My current Tablet magazine column is on cyberbullying. My editor Liel and I strove for a Jewy take on the subject, but for better or worse, the piece is pretty universal. Right now one of the bullies we mentioned is tangling in the always-lively comments section. It is, um, not so civil!

Meanwhile, New York City’s Department of Education just proposed a change to the city schools’ Discipline Code: now cyberbullying (defined as “intimidating and bullying behavior through electronic communication”) will be subject to a disciplinary beat-down. According to our indispensable local resource Inside Schools, the new version of the code will also put more emphasis on “guidance measures (counseling, peer mediation, and parent outreach) when addressing student misconduct” — in other words, schools won’t rely as much on suspensions. Which I think sounds good — does anyone learn anything from a suspension, beyond “don’t get caught”? I can see counseling and perhaps parent outreach (though sadly not in the Beverly Hills case I wrote about, since the dad is as big a bully as his kid) having more impact than mediation — current research on bullying is that mediation is exactly the wrong way to go. Mediation assumes that both parties have a valid point of view, and bullying is closer to child abuse: it’s just WRONG. But Zero Tolerance policies aren’t a good approach either; if the punishment for bullying is always huge (longtime suspension or expulsion) kids may hesitate to report bullying for fear of retaliation, and kids who bully won’t learn strategies to change their behavior — they’ll just get booted.

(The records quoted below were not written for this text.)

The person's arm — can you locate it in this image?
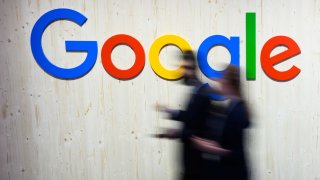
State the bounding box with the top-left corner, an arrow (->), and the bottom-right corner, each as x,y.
191,136 -> 231,156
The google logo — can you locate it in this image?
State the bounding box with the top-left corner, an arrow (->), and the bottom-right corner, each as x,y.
30,8 -> 301,81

Anyway, no kind of Discipline Code language would have had any impact in the Beverly Hills case, since the judge ruled that the YouTube video didn’t cause “substantial disruption” in school.

But the whole kerfuffle in Tablet’s comment section (I know, mah nishtanah) made me think about Gary Schmidt’s recent, wonderful middle grade novel The Wednesday Wars. (Get it for your kids! It won a Newbery Honor!) A boy has to figure out for himself what his definition of morality is in a very turbulent time (in his case, the Vietnam war…but today’s electronic frontier is pretty turbulent too). The book is fun, with lots of baseball and friendship and humor, but there’s a seriousness to it: part of growing up, for the hero, means realizing that he isn’t going to learn about morality from his rigid, blustery, intolerant father or weak mother. Sadly, that’s a lesson a lot of bullies — including the ones we wrote about at Tablet — could benefit from.

2 Comments

  1. Minnesota Mamaleh July 15, 2010 at 7:08 pm

    marjorie, this is a really thoughtful post on what is truly an ugly issue. as a former teacher and current mama it’s just plain old hard to think about. but so, so necessary.

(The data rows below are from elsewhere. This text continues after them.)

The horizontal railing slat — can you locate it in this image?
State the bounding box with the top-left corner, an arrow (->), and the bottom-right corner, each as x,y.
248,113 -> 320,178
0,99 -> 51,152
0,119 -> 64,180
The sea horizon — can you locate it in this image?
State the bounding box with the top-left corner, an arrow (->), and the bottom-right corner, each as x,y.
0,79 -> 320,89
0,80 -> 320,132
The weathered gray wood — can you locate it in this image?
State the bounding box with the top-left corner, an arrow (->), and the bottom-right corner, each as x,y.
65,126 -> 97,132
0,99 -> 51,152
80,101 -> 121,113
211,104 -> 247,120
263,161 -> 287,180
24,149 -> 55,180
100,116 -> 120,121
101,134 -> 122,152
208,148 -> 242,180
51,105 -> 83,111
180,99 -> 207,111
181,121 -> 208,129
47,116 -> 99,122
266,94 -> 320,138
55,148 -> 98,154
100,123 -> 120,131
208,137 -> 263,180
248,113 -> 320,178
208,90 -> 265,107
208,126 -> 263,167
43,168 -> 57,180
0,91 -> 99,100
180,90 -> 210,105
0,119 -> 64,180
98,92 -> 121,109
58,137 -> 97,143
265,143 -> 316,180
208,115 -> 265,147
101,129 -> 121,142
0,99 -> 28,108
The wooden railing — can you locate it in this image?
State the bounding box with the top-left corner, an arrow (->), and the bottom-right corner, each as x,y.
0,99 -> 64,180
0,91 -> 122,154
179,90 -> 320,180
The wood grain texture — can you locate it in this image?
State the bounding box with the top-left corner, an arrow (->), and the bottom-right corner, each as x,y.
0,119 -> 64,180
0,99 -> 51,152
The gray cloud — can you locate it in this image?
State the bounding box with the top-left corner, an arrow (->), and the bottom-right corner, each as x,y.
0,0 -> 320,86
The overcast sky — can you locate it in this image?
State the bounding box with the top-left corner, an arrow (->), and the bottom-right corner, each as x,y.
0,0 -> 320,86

    thank you for the book suggestion, i am looking forward to reading it and sharing it with my children.

    and thank you also for the honest take: we *have* to change our approach in schools. kids spend so much of their time there and what a difference to would make to send a unified, educated message.

  2. marjorie July 17, 2010 at 9:34 am

    Hi Minne (heh) — figuring out how to create a compassionate community while not trampling individual rights is really tough — I’m not sure *how* schools should do it or where the lines should be drawn! But I’m glad you liked this piece better than the “why I don’t read mommyblogs” one.